What Benefits Managers Can Do
According to Monteith, investing in headache and migraine care pays dividends to employers in terms of increased productivity and revenue. “Absenteeism can be reduced through employee health programs,” she says. “Employee productivity can be improved with referral programs, as access to consultations is a major barrier. Also, access to evidence-based preventive, acute treatment and education on lifestyle interventions is imperative.”
A report published in 2004 in the Journal of Occupational Environmental Medicine found U.S. employers might not understand how much productivity costs of migraine can be reduced with treatment. The comparative analysis of a financial service corporation with nearly 88,000 employees and a U.S. company with 10,000 employees reported projected annual losses, respectively, of 538 person-years, valued at almost $24 million, and 46 person-years, valued at almost $20 million.
- Understand and address the stigma of migraine and headache in the workplace.
- Download WorkMigraine, a four-core modular e-course from the National Headache Foundation, to learn about symptoms, treatment and prevention.
- Advocate for better working conditions and educate employees on ways to decrease workplace headache using stress reduction techniques and other lifestyle changes.
- Know that the Americans with Disabilities Act covers migraine and allows for reasonable accommodation or modification to the job.

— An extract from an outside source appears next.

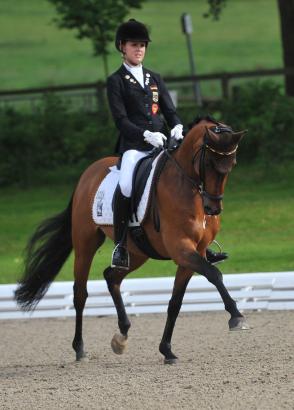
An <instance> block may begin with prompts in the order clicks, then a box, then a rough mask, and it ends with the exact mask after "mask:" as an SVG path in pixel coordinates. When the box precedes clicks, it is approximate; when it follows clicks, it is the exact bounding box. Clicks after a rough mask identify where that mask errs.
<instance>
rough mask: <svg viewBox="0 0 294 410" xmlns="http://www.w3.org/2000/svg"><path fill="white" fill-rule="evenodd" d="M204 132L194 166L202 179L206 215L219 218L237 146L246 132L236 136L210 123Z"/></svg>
mask: <svg viewBox="0 0 294 410" xmlns="http://www.w3.org/2000/svg"><path fill="white" fill-rule="evenodd" d="M199 125H200V124H199ZM202 125H203V123H202ZM202 130H204V134H203V136H202V143H201V145H200V147H199V145H198V148H197V151H196V153H195V155H194V158H193V166H194V170H195V172H196V174H197V176H198V179H199V186H200V193H201V195H202V198H203V206H204V212H205V214H206V215H218V214H220V212H221V211H222V199H223V195H224V189H225V184H226V181H227V177H228V174H229V173H230V172H231V170H232V168H233V167H234V165H236V152H237V148H238V144H239V142H240V140H241V138H242V137H243V135H244V134H245V133H246V131H240V132H234V131H233V130H232V129H231V128H230V127H228V126H227V125H224V124H221V123H217V124H216V125H212V124H211V123H208V125H205V126H204V127H203V126H202Z"/></svg>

- Examine their benefits package to ensure they include migraine and mental health treatment.
Monteith says benefits managers should ensure access to private insurance that offers specialists for employees with disabling headache disorders. “It is critical to avoid insurance companies that restrict access to newer, first-line acute and preventive therapies. Getting a consultation is the first barrier to diagnosis and treatment for EM and CM,” she says, referring to episodic migraine and chronic migraine. “Barriers may lead to diagnostic delay. Since migraine is so common, it often results in self-medication.”
Mental Health Comorbidities
Headache-related comorbidities include mental health problems, which also need managing. “The best way for a benefits manager to help depression and anxiety is to offer appropriate coverage for medicines and mental health,” Dehlin says. “Further, if a person with migraine gets appropriate treatment for their disease, the depression and anxiety associated with it decrease.

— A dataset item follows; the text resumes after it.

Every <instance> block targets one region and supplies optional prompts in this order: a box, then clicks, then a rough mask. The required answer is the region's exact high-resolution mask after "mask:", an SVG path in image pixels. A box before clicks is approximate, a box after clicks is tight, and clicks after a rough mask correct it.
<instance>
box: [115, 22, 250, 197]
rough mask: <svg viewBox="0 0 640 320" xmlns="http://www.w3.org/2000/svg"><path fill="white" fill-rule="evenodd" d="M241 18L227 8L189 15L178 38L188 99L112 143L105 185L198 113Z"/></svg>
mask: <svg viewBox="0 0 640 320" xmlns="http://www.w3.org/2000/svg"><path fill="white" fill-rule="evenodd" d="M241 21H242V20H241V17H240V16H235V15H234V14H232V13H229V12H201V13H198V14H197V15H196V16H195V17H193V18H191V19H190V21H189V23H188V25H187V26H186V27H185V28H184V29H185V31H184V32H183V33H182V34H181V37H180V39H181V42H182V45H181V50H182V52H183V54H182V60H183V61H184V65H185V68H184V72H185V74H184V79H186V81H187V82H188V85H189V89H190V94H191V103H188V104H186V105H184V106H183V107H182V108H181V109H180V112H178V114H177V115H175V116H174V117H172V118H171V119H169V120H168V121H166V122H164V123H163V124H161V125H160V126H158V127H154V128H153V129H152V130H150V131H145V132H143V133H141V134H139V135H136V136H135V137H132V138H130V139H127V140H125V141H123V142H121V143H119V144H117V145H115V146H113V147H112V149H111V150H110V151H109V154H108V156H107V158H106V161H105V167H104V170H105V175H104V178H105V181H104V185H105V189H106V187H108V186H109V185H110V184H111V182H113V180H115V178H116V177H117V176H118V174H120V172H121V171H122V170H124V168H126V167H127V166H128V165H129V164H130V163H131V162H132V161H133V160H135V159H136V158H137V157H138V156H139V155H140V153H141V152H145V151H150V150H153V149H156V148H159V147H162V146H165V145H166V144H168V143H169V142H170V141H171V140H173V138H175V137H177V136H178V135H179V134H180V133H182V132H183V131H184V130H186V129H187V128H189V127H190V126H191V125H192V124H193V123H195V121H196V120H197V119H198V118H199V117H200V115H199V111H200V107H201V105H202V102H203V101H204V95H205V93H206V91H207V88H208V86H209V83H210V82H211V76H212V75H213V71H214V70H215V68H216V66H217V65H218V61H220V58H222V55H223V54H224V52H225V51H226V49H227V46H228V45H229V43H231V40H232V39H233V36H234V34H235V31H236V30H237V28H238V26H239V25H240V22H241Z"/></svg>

“The National Institute for Mental Health estimates 6.7% of all adults suffer from depression, and almost everyone has occasional anxiety. While both are comorbid, not everyone with migraine has anxiety or depression. A combination of psychotherapy and meds are often prescribed. When people feel their conditions are validated at work, this helps reduce anxiety about migraine on the job.”

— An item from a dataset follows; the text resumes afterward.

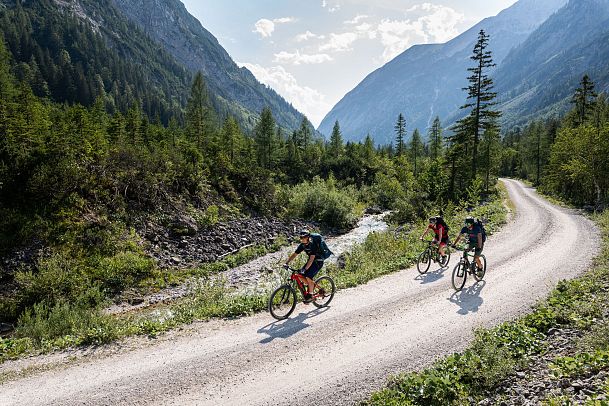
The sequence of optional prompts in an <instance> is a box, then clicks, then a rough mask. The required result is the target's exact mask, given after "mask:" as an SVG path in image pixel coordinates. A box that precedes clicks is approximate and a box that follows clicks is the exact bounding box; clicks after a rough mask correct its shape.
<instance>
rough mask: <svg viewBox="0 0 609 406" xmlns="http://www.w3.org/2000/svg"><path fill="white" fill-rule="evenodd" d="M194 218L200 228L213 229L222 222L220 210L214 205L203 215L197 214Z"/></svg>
mask: <svg viewBox="0 0 609 406" xmlns="http://www.w3.org/2000/svg"><path fill="white" fill-rule="evenodd" d="M193 217H194V219H195V221H196V222H197V225H198V226H199V227H211V226H214V225H216V224H217V223H218V222H219V221H220V209H219V208H218V206H216V205H215V204H212V205H211V206H208V207H207V208H206V209H205V211H204V212H203V213H199V212H197V213H196V214H195V215H194V216H193Z"/></svg>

Gundling describes prescription drug costs and mental wellness as “interrelated.” “Addressing mental well-being can have some impact on lowering drug costs,” he says. “Since there’s no cure for migraines, anything that addresses mental health in a broad approach should be considered. There are so many conditions impacted by mental health that any approach should address behavioral wellness.
“Look at whole-person care as it fits into the benefits program. It can be about wellness, prevention, and prescription drug and stress management.”
Dehlin says the benefits of proactive headache and migraine treatment outweigh the costs. “When benefits managers recognize how common migraine is in their workforce and the toll it takes on their bottom line,” she says, “they may find providing accommodations to be in their best interest. Educating the workforce is an important first step.”